If course, as soon as you say “more or less typical” you tend to drop your guard, especially on the July 4 holiday, and that’s when you get sucker punched in the jaw. During the holiday the Siberian low shot across the Pole and knocked the Beaufort High right off the map. A second Siberian low formed, with a feeder band of milder air moving up its east side from the sun-baked steppes and tundra of Central Siberia.
A “zipper” formed on the warm front. over the New Siberian Islands on the east side of the Laptev Sea.
Rather than drifting east it curled north, drawing mild air as a feeder band, holding some modified Pacific air.
On the seventh day of the seventh month, it began blowing up, as the seventh summer storm since I began counting, back when we had the storm in the summer of 2012 that got so much attention.
If you remember, the 2012 storm generated all sorts of attention because it melted a lot of ice swiftly. Alarmists were overjoyed. Apparently the water had stratified and there was a slightly warmer layer of water below the “lens” of colder water at the surface. The reason the slightly warmer water didn’t rise was because it was saltier. Then the storm churned the water, and the milder water got into the mix. The speed at which the sea-ice vanished was quite remarkable. However then the milder water was “used up”, and the stratification ceased to be. This, along with (perhaps) the cooling of the water because it was initially exposed to arctic blasts the next winter, seemed to make the water so much colder that, when a similar gale blew up in 2013, what was remarkable was how little of the sea-ice melted. (It was also remarkable how crestfallen certain Alarmists were.)
The 2012 storm was described as “very rare”, and a “top five storm”. I’m not sure who was keeping the records, but if it was unusual, than the unusual is becoming more usual, for this makes the seventh top five storm we’ve had in seven years. We had two last summer, and this is the second we’ve had already, this summer. Ralph is on the rampage.
All eyes will be watching to see what sort of effect this storm will have on the sea-ice. Will it be like 2012 or like 2013?
The sea-ice remains thicker than last year. The “volume” always falls steeply during the peak of the melt, and this year has slipped below 2014, but remains far above last year’s.

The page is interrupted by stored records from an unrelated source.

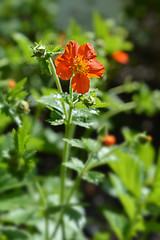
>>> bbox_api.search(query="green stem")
[49,154,92,240]
[32,175,49,240]
[60,81,73,204]
[49,58,68,120]
[60,80,73,240]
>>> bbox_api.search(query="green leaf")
[72,118,94,128]
[37,94,63,113]
[87,147,118,169]
[0,169,26,193]
[64,138,100,153]
[144,220,160,233]
[72,108,99,128]
[108,150,144,198]
[0,226,31,240]
[136,143,155,172]
[93,232,111,240]
[75,98,117,109]
[103,210,129,240]
[63,158,84,173]
[0,193,32,211]
[48,109,65,126]
[148,150,160,206]
[8,78,27,100]
[109,174,137,220]
[65,207,86,229]
[51,93,71,104]
[82,171,105,184]
[13,119,30,156]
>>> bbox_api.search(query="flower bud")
[8,80,16,88]
[136,133,152,144]
[103,134,116,146]
[83,96,95,107]
[17,100,29,112]
[32,45,46,57]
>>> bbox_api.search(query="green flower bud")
[83,96,95,107]
[17,100,29,113]
[136,133,152,144]
[32,45,46,57]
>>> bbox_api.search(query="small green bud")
[83,96,95,107]
[136,133,151,144]
[17,100,29,113]
[32,45,46,57]
[0,234,8,240]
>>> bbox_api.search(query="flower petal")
[71,74,90,94]
[56,61,73,80]
[87,59,105,78]
[78,43,97,60]
[112,51,129,64]
[62,40,79,60]
[54,54,64,67]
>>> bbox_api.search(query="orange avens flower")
[112,51,129,64]
[103,134,116,146]
[55,41,104,94]
[8,80,16,88]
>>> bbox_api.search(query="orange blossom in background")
[112,51,129,64]
[55,41,104,94]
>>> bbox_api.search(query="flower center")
[72,57,89,75]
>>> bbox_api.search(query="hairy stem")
[31,175,49,240]
[49,154,92,240]
[49,58,68,120]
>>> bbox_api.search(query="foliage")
[0,0,160,240]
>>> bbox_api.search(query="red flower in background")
[55,41,104,94]
[103,134,116,146]
[8,80,16,88]
[112,51,129,64]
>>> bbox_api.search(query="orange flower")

The sea-ice “extent” has not fallen as steeply as last year. All eyes wait to see if the storm causes a downturn.

Despite the “feeder bands” of milder air Ralph draws up to the Pole, temperatures remain below normal.

As was the case with the storm in early June, the flip of the pattern has swung the cross-polar-flow completely around, to a flow from the Atlantic to the Pacific. (Dr. Ryan Maue map from Weatherbell)

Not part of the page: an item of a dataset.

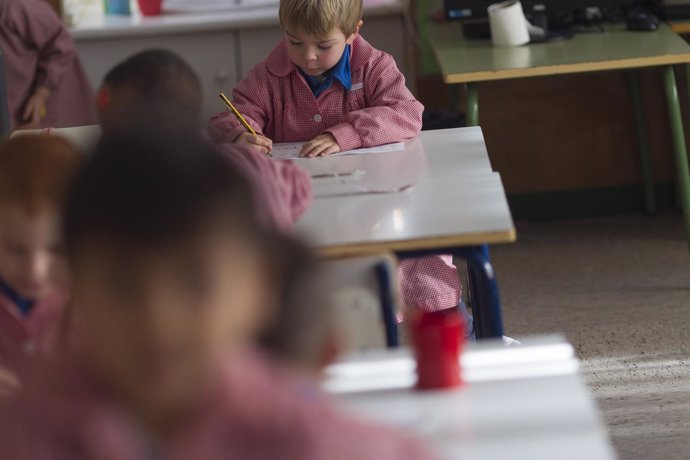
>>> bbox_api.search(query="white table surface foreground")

This flow prevents the flushing of sea-ice down into the Atlantic, (a major reason for the low sea-ice “extent” in 2007). This inflow from the Atlantic looks likely to persist, as Ralph looks unlikely to surrender the Pole any time soon.
I should mention that, deprived of my addiction to views of sea-ice from floating cameras, I have turned to shipping reports in a sort of desperation. The lone American ice-breaker was down in San Diego. No sea-ice there, yet. However I think they are picking up scientists from Scripps. Hopefully those fellows bring a camera north and plant it on the ice.
The Russians have a whole different attitude. The built the world’s first icebreaker in 1897, and are determined to open the Northeast Passage, and replace the Suez Canal. They are building massive ships, veritable monsters.

How committed are the Russians? They have build forty of these monsters. This June they launched their biggest icebreaker yet. It will be able to smash through ice nine feet thick. Cost? Over a billion dollars!
What a gamble! So far the Russians are only escorting something like fifty ships a year, compared to thousands through the Suez Canal, but if they they can open the new sea-route it will be a change like Henry the Navigator putting Portugal on the map by exploring the new route to India around Africa.

The hope is that once they bash channels open in the summer, the channels will remain open, and some reinforced boats can travel without escort.

The gamble is, well, the arctic is the arctic. Ice can thicken and channels crunch shut. But the Russians have been battling the arctic for centuries. They alone have built off-shore rigs in the frozen sea, and had a terrific battle getting their tankers to load up the oil this spring, fighting this year’s thicker ice.